In regard to the liability of joint tort-feasors, the rule is well settled that each wrongdoer is responsible for the whole amount of damages, "and that there is no such thing as apportioning the damages among joint wrongdoers." ( Devaney v. Otis Elevator Co., 251 Ill. 28.) In conformity with this rule the city is liable for the entire amount of damages sustained by plaintiff, and there can be no apportionment of these damages between the city and the joint tort-feasor who is no longer a party to the case. The procedure followed in this case was precisely the same as in the case of Onyschuk v.

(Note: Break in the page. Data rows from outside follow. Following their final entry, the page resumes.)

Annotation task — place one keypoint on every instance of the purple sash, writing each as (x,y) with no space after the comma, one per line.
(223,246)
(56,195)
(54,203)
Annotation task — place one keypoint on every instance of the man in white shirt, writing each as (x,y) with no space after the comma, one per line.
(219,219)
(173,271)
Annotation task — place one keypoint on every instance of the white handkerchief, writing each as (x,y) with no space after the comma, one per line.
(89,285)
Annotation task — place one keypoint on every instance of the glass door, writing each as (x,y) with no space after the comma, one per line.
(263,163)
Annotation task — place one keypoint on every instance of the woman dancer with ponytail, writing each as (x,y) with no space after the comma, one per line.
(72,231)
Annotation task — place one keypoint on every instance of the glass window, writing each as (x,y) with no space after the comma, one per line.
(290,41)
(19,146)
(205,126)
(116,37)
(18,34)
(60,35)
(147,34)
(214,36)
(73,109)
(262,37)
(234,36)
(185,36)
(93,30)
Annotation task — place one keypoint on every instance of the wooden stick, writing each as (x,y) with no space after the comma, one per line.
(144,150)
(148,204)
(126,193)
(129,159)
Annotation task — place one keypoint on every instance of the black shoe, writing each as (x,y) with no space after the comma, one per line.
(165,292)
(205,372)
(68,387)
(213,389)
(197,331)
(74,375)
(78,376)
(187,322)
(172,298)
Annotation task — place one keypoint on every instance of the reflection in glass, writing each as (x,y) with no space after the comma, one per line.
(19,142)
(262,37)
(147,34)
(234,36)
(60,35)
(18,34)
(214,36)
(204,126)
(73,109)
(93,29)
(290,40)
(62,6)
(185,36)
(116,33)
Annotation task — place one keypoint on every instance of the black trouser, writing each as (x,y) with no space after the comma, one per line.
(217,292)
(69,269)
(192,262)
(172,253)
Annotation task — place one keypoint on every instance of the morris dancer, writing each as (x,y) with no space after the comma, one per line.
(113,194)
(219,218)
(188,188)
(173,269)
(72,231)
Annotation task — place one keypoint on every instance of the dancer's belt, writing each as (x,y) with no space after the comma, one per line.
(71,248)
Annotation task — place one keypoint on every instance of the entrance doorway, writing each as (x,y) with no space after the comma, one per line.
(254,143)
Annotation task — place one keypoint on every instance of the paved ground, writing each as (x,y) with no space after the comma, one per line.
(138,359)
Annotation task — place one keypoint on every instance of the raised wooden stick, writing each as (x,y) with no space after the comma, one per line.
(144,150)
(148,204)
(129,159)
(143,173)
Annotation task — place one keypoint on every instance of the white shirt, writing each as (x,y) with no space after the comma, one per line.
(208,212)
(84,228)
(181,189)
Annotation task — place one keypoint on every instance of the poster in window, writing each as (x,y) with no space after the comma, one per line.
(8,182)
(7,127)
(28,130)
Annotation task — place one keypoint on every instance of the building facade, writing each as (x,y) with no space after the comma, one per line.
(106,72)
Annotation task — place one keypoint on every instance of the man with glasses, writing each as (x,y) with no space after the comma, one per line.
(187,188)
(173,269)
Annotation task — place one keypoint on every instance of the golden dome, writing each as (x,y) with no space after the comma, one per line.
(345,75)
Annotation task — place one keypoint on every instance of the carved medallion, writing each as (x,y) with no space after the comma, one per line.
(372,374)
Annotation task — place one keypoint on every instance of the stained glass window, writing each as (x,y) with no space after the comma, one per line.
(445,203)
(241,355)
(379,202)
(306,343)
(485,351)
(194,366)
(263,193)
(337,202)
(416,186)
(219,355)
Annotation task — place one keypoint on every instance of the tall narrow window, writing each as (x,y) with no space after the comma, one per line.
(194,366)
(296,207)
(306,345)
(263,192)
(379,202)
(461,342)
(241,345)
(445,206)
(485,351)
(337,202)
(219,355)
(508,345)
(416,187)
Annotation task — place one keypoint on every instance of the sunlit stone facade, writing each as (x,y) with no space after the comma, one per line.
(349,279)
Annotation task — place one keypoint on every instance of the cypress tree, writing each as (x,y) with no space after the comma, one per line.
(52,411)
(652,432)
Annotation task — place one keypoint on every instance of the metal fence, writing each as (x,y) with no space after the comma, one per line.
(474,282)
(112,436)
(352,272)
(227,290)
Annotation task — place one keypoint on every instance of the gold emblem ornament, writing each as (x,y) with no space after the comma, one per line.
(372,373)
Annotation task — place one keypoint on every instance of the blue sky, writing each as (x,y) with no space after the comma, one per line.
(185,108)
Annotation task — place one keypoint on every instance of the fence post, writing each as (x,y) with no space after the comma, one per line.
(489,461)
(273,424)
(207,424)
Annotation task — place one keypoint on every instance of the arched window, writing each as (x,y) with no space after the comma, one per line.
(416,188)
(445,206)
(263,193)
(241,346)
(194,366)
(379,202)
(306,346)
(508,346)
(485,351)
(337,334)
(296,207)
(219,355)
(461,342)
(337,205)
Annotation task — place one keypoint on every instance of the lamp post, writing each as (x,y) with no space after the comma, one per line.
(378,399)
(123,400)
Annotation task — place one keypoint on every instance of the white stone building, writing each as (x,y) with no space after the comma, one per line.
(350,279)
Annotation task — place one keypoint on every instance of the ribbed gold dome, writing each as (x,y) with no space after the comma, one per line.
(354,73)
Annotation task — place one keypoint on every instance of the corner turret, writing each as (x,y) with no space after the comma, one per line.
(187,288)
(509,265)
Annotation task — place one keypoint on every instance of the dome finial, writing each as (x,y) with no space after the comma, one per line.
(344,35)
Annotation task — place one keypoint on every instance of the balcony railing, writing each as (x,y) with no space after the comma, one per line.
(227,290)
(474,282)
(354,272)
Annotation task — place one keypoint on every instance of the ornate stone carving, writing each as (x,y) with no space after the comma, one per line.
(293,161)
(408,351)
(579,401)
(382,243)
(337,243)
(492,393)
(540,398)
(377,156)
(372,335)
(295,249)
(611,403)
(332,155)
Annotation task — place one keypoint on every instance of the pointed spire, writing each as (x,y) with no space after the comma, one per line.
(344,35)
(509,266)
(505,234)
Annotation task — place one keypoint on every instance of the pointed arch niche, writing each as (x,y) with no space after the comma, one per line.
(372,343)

A. Vincent Sons Co., 277 Ill. App. 414. That case was decided by this division of the Appellate Court, and the opinion was written by Mr. Justice GRIDLEY, who later presided at the trial of the case at bar. In that proceeding the evidence disclosed that plaintiff had received $1,200 on account of the suit from A. Vincent Sons Company, one of the defendants. The jury was advised of the payment and an instruction was offered charging the jury that the amount paid should be deducted from the verdict. This instruction was refused and we approved the ruling of the court. In affirming the judgment we pointed out that "there is nothing in the present record to suggest that the jury, in rendering its small verdict in plaintiff's favor . . . did not take into consideration said sum so received by plaintiff." In view of the stipulation of the parties in the case at bar, whereby the court informed the jury fully of the settlement made by South Shore Sheet Metal Works to plaintiff, the delivery of a covenant not to sue, with full explanation of its legal import, and the subsequent argument of defendant's counsel, wherein he requested the jury to take into consideration the amount paid plaintiff in arriving at its verdict, it would be idle to argue that the jury was not fully apprised of the settlement or that it did not take into consideration the sum of $4,500 received by plaintiff. It is reasonable to suppose that the jury in awarding plaintiff the further sum of $5,500 intended this amount to be in addition to the $4,500 already received, and that it considered the injury sufficiently serious to warrant the additional amount.
The case was fairly tried, there is no complaint as to any instructions or the admission or refusal of evidence, and we find no convincing reason for reversal. The judgment of the superior court is affirmed.
Judgment affirmed.
SULLIVAN, P.J., and SCANLAN, J., concur.